Modification of ubiquitin-C-terminal hydrolase-L1 by cyclopentenone prostaglandins exacerbates hypoxic injury

Cyclopentenone prostaglandins (CyPGs), such as 15-deoxy-Δ12,14 -prostaglandin J2 (15d-PGJ2), are active prostaglandin metabolites exerting a variety of biological effects that may be important in the pathogenesis of neurological diseases. Ubiquitin-C-terminal hydrolase L1 (UCH-L1) is a brain specific deubiquitinating enzyme whose aberrant function has been linked to neurodegenerative disorders. We report that [15d-PGJ2] detected by quadrapole mass spectrometry (MS) increases in rat brain after temporary focal ischemia, and that treatment with 15d-PGJ2 induces accumulation of ubiquitinated proteins and exacerbates cell death in normoxic and hypoxic primary neurons. 15d-PGJ2 covalently modifies UCH-L1 and inhibits its hydrolase activity. Pharmacologic inhibition of UCH-L1 exacerbates hypoxic neuronal death while transduction with a TAT–UCH-L1 fusion protein protects neurons from hypoxia. These studies indicate that UCH-L1 function is important in hypoxic neuronal death and that excessive production of CyPGs after stroke may exacerbate ischemic injury by modification and inhibition of UCH-L1.

Research Highlights
► The cyclopentenone prostaglandin 15-deoxy-∆ 12, 14 prostaglandin J2 concentration is increased in rat brain after temporary focal ischemia.
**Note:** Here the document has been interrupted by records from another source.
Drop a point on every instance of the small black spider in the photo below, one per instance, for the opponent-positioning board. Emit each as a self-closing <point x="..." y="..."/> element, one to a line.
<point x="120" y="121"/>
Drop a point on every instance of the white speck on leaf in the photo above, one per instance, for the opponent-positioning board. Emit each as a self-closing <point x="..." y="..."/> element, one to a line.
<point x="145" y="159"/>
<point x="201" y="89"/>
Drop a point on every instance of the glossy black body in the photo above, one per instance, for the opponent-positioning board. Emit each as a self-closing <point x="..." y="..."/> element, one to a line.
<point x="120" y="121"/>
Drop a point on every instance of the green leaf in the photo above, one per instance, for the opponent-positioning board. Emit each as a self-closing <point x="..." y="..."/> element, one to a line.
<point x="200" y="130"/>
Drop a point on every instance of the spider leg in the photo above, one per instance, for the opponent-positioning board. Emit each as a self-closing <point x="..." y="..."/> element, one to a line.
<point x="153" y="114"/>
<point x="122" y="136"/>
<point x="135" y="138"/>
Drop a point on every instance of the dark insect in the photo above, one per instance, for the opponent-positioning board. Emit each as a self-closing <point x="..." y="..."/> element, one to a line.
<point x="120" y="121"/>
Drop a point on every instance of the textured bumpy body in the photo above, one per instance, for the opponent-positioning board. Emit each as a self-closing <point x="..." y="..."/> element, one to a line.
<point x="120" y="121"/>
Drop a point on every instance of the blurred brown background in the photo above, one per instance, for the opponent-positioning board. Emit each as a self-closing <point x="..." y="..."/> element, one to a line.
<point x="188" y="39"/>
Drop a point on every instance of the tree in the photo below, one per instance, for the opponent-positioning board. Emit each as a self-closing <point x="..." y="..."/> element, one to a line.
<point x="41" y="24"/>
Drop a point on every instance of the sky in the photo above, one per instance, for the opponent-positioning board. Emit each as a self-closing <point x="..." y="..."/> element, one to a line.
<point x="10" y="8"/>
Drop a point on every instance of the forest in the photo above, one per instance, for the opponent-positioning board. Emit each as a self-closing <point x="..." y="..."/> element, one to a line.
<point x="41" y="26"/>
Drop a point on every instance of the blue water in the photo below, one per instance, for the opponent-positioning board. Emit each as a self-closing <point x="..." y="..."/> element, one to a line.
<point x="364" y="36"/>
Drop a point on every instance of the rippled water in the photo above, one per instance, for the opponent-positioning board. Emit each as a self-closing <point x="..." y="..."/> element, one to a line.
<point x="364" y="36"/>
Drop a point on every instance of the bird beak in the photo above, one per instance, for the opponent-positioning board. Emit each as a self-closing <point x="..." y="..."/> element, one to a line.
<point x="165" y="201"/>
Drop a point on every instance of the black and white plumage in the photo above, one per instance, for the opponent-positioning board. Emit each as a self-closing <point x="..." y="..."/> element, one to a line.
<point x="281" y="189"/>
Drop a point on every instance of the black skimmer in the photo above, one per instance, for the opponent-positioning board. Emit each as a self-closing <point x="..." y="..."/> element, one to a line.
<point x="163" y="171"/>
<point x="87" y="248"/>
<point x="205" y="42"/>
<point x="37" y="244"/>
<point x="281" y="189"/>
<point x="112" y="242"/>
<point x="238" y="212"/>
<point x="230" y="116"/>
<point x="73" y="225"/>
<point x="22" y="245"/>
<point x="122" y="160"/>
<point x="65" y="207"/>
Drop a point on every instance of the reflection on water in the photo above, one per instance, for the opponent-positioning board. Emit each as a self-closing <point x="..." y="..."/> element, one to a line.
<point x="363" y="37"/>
► Treatment with 15-deoxy-∆ 12, 14 prostaglandin J2 increases accumulation of ubiquitinated proteins and exacerbates hypoxic cell death in primary neurons.
► 15-deoxy-∆ 12, 14 prostaglandin J2 and other prostaglandin D metabolites bind to UCH-L1 and affect the enzyme's activity. This modification is increased after hypoxia in primary neurons.
► Restoring UCH-L1 activity by transduction of primary neurons with a TAT UCH-L1 fusion protein protected neurons, while inhibition of UCH-L1 exacerbated hypoxic injury.